Canned refried beans aren't bad and they are pretty cheap too. But these are really easy to make, and freeze great (you can double the recipe so you have a stash in the freezer). We think the homemade ones have a better texture and flavor.
As with the pot of beans, you have lots of opportunity to improvise here. If you cooked your beans plainly, you can add a sprinkling of chili powder, a dash of hot sauce, garlic powder, some chopped jalapenos. Saute these in the oil before adding the mashed beans if you don't want crunchy pepper bits in your beans. You can use vegetable oil, olive oil, or bacon fat. Olive oil and bacon fat each impart their own flavor to the beans, whereas vegetable oil is neutral in flavor. As garnish, you can add a light sprinkling of grated or crumbled cheese, or a bit of cooked sausage crumbles. You can toss in a handful of chopped parsley or cilantro. Or some diced raw tomatoes. They add nice flavors without a lot of cost. The beans are the main event here.

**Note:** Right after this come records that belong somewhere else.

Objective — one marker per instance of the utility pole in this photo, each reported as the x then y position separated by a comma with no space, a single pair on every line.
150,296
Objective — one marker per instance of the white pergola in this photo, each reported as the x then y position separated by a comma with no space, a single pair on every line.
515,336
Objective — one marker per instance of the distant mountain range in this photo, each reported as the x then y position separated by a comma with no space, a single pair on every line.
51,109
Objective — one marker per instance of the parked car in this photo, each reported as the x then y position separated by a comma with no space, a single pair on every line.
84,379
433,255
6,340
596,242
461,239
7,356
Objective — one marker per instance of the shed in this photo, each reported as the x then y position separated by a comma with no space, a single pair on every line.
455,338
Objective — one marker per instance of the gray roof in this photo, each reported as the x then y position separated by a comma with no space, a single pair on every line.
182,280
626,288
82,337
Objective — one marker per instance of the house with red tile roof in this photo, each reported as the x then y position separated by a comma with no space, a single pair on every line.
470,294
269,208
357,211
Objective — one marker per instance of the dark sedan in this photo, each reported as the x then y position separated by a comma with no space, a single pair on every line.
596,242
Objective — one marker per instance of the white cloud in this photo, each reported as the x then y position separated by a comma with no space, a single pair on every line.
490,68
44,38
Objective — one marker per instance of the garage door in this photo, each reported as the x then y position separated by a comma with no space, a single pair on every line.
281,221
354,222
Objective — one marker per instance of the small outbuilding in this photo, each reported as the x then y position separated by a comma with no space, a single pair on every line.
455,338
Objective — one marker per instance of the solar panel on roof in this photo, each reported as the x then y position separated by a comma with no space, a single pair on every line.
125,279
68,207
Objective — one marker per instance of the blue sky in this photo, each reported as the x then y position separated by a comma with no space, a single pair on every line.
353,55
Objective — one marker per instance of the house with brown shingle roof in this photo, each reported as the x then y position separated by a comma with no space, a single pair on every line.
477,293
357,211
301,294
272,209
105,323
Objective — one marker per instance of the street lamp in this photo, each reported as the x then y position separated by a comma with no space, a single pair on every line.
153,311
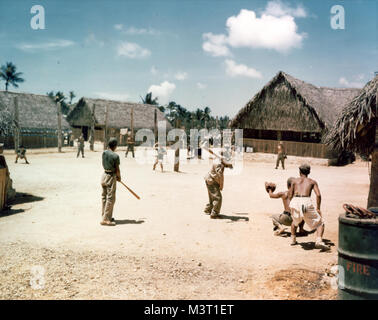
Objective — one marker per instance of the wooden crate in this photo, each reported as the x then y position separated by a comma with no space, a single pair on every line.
3,186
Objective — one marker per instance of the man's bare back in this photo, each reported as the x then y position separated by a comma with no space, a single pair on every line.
303,186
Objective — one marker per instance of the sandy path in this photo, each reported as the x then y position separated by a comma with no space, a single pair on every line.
166,231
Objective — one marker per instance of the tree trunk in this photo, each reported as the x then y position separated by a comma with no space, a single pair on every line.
59,109
155,125
16,126
373,192
132,123
106,127
91,141
176,166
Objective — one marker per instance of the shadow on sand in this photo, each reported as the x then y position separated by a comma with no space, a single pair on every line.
311,245
232,218
9,212
126,221
287,234
20,198
24,198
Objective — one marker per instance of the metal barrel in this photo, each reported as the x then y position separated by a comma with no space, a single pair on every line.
358,259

|Refried beans with a sprinkling of hot New Mexico red chile powder for a bit of zip|
(serves 3-4, costs 65¢)
2 cups of cooked beans, plus some of the liquid
1 Tablespoon vegetable oil
⅛ - ¼ teaspoon salt
seasonings of your choice
Mash up the beans with a fork, or puree in a food processor for a smoother consistency. If the beans seem dry, add a little bit of the cooking liquid. Mash up the onion and garlic too; they add great flavor.
Heat the oil in a medium skillet (see Note). Add mashed beans to skillet and cook until heated through. Serve in tacos, burritos, or a side dish or entree.
Note: You can skip the oil if you are cooking sausage or bacon to add to the beans. Cook it in the skillet first so that the fat renders out. Add more oil if needed to end up with about 1 Tablespoon.
If desired, saute a ¼ cup of chopped onions or a bit of green chiles in the oil before adding the beans. Or add them as a garnish after the beans are cooked. Very different texture if you don't cook them. See which way you like it better.